A pension is a "defined benefit" plan that the employer provides based on a formula that includes years of service and your earnings history. You can contact your Human Resources department which should be able to provide you with any contact information as well as the formula to be used.
Any pension estimate for a younger worker is really based on a number of assumptions: how long you work at the company, your projected earnings growth, the company's contribution and investment performance.
If you are looking to "cash out" of your pension and receive a lump sum or do some sort of rollover to another qualified account like an IRA, that's not going to happen. In rare instances, an accumulated benefit may be available for "rolling over" but that typically is for a minimum time period at the company and a minimum amount.
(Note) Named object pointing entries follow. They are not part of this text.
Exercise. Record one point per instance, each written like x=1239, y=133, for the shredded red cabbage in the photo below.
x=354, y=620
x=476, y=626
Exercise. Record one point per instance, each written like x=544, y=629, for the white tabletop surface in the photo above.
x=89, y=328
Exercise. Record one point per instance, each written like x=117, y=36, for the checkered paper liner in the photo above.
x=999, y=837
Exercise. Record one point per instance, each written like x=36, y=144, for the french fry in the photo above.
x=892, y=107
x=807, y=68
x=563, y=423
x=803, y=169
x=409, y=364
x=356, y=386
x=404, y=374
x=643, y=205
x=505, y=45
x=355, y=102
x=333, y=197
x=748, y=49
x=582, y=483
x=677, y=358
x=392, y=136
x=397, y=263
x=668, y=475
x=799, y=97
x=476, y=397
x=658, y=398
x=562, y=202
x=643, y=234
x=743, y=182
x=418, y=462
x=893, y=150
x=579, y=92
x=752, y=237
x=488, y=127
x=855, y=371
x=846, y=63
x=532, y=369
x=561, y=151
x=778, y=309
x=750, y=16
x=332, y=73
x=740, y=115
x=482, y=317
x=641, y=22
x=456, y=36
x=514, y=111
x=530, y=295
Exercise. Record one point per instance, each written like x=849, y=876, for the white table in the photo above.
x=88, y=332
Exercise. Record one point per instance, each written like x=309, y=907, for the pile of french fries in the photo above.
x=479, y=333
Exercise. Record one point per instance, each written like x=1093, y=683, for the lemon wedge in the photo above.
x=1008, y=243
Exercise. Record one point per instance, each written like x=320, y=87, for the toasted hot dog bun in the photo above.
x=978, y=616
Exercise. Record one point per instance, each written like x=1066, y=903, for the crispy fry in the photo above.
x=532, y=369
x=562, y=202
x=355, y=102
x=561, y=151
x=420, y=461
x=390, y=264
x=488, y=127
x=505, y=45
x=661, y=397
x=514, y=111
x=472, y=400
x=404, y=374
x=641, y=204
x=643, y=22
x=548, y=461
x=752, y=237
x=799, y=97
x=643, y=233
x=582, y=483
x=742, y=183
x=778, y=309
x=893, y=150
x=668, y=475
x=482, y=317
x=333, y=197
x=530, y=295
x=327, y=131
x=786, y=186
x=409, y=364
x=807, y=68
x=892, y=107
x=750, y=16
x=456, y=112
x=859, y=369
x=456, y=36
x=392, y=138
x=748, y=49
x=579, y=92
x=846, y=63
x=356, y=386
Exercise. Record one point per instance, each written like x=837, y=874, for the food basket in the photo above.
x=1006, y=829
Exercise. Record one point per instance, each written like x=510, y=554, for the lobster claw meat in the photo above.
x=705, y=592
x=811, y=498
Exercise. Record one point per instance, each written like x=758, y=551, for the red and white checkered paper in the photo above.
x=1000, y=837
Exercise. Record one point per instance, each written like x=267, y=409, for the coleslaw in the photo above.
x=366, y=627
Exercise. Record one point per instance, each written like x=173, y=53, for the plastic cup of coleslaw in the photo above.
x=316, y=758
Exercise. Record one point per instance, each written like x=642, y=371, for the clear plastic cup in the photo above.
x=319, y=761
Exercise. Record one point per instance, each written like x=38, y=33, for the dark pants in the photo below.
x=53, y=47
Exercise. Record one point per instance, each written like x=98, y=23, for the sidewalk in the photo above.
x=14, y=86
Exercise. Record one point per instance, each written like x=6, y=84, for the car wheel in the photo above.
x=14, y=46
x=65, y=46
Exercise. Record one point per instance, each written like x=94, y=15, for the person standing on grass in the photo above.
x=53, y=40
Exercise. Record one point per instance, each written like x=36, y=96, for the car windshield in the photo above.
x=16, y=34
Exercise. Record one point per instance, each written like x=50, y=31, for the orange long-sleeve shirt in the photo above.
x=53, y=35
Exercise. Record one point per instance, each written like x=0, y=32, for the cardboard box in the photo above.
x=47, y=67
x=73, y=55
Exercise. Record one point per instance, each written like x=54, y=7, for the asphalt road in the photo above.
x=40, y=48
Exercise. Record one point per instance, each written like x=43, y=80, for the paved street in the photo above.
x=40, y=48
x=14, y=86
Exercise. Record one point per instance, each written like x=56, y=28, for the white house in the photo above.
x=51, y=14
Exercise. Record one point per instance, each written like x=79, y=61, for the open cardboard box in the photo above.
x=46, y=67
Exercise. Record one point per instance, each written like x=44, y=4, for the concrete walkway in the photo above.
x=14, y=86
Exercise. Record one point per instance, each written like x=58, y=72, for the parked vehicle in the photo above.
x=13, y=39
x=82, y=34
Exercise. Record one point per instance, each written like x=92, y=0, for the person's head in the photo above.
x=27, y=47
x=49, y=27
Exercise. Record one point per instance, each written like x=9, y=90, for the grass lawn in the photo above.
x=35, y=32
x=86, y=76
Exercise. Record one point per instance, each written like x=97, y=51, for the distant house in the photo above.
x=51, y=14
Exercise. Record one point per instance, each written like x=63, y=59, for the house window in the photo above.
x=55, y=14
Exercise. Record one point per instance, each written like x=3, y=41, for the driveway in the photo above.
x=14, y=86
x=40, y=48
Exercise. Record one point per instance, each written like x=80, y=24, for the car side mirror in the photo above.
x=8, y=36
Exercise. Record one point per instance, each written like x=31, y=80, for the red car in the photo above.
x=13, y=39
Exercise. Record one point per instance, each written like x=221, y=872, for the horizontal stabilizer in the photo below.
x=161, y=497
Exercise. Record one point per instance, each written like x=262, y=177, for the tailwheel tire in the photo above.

Yes contact the HR dept. of the employer. But if you have a 'cash balance' defined benefit plan and you have left the company, you can do a direct transfer to an IRA without tax consequences if done properly. If you have a traditional defined benefit plan that provides a monthly benefit, see Steve's response for your options. Also be aware if a traditional plan and you left the company, the monthly benefit estimate provided typically reflects actual dollar amount received at retirement age (typically 65 but check your plan). This amount most likely will not be adjusted for inflation. Again, check the assumptions closely but at your young age, you will need 2.2x that dollar amount at age 65 to have the same purchasing power (assuming a 3% inflation).